When People Don’t Believe You as a Special Needs Parent

Miriam Gwynne by Miriam Gwynne Additional Needs

Miriam Gwynne

Miriam Gwynne

Full time mum and carer for two truly wonderful autistic twins. I love reading, writing, walking, swimming and encouraging others. Don’t struggle a...

When People Don’t Believe You as a Special Needs Parent

It’s easy for people to say ‘Mum (or Dad) know best’ but sadly in reality when it comes to parenting a child or children with extra needs the sad fact is that parental opinion is far too often ignored, belittled and even worse made out to be lies!

When my twins were born my daughter struggled to feed. I was told it was the way I was holding her, my milk wasn’t enough, I wasn’t winding her enough, I wasn’t getting her to latch properly and so on. Despite the fact her twin brother was feeding great and gaining weight it was somehow all my fault. It turned out my daughter had horrendous colic which required medication to help but that was my first experience as a parent to a struggling child of feeling I wasn’t believed.

Not being believed left me feeling like I was a failure and that the issue was all my fault, which wasn’t the case at all.

Months later I happened to mention to a health visitor that I had some concerns about my son. He wasn’t giving any eye contact, he wasn’t reaching out for toys like his sister and he wasn’t babbling or attempting to make any sounds. Initially, I was made out to be paranoid and told to stop comparing my twins and that ‘boys are always a bit behind so don’t worry.’ 13 years later and my son has since been diagnosed with three separate eye conditions, he’s still non-verbal and he has global developmental delay and learning disabilities.

Not being believed meant vital referrals were not made until later and support was then delayed.

At 3 my son was diagnosed autistic and by 4 he was in full-time special needs school. His diary would consistently say he had a ‘good day’ and feedback was positive yet at home, he had horrendous meltdowns, was difficult to manage and sleep was erratic. I would often mention this to school wondering if there was perhaps anything distressing him or any changes he was perhaps struggling with. Rather than the support I was met with a wall of ‘it’s not what we see’ or the classic, ‘it must be home that’s the issue.’ I was made to feel like I was exaggerating, lying or simply unable to handle my own child.

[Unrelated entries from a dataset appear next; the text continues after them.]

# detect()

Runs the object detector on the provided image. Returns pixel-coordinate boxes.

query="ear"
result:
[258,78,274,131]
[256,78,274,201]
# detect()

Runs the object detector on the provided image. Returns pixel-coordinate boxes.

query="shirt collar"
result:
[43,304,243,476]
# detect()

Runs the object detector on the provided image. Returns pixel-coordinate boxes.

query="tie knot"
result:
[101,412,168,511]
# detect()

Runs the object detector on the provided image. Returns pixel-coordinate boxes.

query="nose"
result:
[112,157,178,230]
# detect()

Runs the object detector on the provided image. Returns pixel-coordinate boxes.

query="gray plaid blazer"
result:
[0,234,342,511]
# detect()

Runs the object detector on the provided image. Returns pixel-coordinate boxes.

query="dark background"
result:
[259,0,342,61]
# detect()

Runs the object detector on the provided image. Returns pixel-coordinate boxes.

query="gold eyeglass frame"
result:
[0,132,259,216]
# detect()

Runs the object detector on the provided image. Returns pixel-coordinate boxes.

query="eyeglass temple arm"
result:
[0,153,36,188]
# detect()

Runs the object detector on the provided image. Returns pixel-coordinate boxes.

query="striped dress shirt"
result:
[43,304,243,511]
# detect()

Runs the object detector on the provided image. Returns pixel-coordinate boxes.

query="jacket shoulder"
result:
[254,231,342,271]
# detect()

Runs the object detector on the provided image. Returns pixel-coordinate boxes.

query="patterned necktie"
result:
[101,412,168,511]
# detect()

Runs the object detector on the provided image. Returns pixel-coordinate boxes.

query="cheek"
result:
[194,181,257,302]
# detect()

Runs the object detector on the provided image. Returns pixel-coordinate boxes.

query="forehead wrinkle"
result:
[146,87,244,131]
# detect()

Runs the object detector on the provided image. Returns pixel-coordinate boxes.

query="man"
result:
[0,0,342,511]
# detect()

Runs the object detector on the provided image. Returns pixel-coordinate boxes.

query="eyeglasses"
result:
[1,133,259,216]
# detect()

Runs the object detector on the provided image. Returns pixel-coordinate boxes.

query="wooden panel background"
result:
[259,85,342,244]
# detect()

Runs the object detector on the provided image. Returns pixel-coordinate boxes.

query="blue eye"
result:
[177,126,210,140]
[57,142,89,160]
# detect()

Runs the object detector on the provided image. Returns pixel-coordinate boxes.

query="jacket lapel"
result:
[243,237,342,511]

Not being believed affected my mental health making me feel worthless and doubting my own abilities as a parent.

Unlike her non-verbal twin, my daughter had clear speech and a large vocabulary. She would sing, question, describe and share so much at home yet I soon found out from nursery and school that while she was there she was withdrawn, anxious, and silent. Before she started school she was diagnosed with selective mutism which I soon discovered was very misunderstood. As a result of being unable to read to her teacher, my daughter would be given the same reading book at home for weeks even though she fluently read it easily at home. I would gently mention this to school but I was initially seen as being pushy, demanding and seen as someone who thought themselves above the teacher.

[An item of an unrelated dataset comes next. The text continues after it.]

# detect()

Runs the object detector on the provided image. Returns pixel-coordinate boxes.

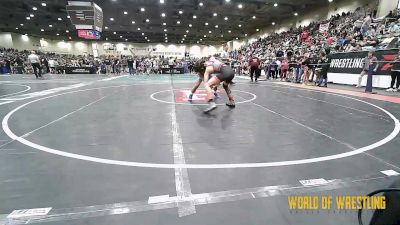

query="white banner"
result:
[319,23,330,33]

Not being believed resulted in my child being held back academically and not meeting her true potential.

Like many parents, I am not always comfortable speaking up. I avoid confrontation and have huge respect for teachers, doctors, therapists and paediatricians. I don’t like being a ‘problem’ or questioning too much, but when it comes to my children I do feel I know them more than anyone. When I do find the courage to ask for help or speak up about something it’s because I feel this is necessary and not because I just want to get attention or be difficult or whatever else.

I know there will always be a small minority of parents who are over-anxious or exaggerate something for attention or have issues of their own but by far the majority of parents and carers are asking for support and mentioning issues because they know their child needs help and they are trying to support them better.

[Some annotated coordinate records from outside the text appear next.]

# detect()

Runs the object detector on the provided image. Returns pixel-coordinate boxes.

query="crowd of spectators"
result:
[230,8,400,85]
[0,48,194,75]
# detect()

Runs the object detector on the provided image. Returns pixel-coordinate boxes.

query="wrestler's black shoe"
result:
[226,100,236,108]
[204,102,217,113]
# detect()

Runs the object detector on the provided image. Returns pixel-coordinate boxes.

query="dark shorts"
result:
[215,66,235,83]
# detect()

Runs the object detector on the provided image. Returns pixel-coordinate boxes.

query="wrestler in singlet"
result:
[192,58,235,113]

What we need is people to genuinely listen to us, believe us, and support us without judgement or condemnation. Believing and working with us empowers us to be the best parents we can be, helps the child reach their potential and ensures services are in place as quickly as possible to pick up and rectify issues as they arise.

It’s easy to say ‘parents know best’ but sadly too many special needs parents like me have long felt ignored, unheard and made out to even be liars because no one believed us when we mentioned issues. Imagine how life-changing it would be if only every special needs parent was heard and believed.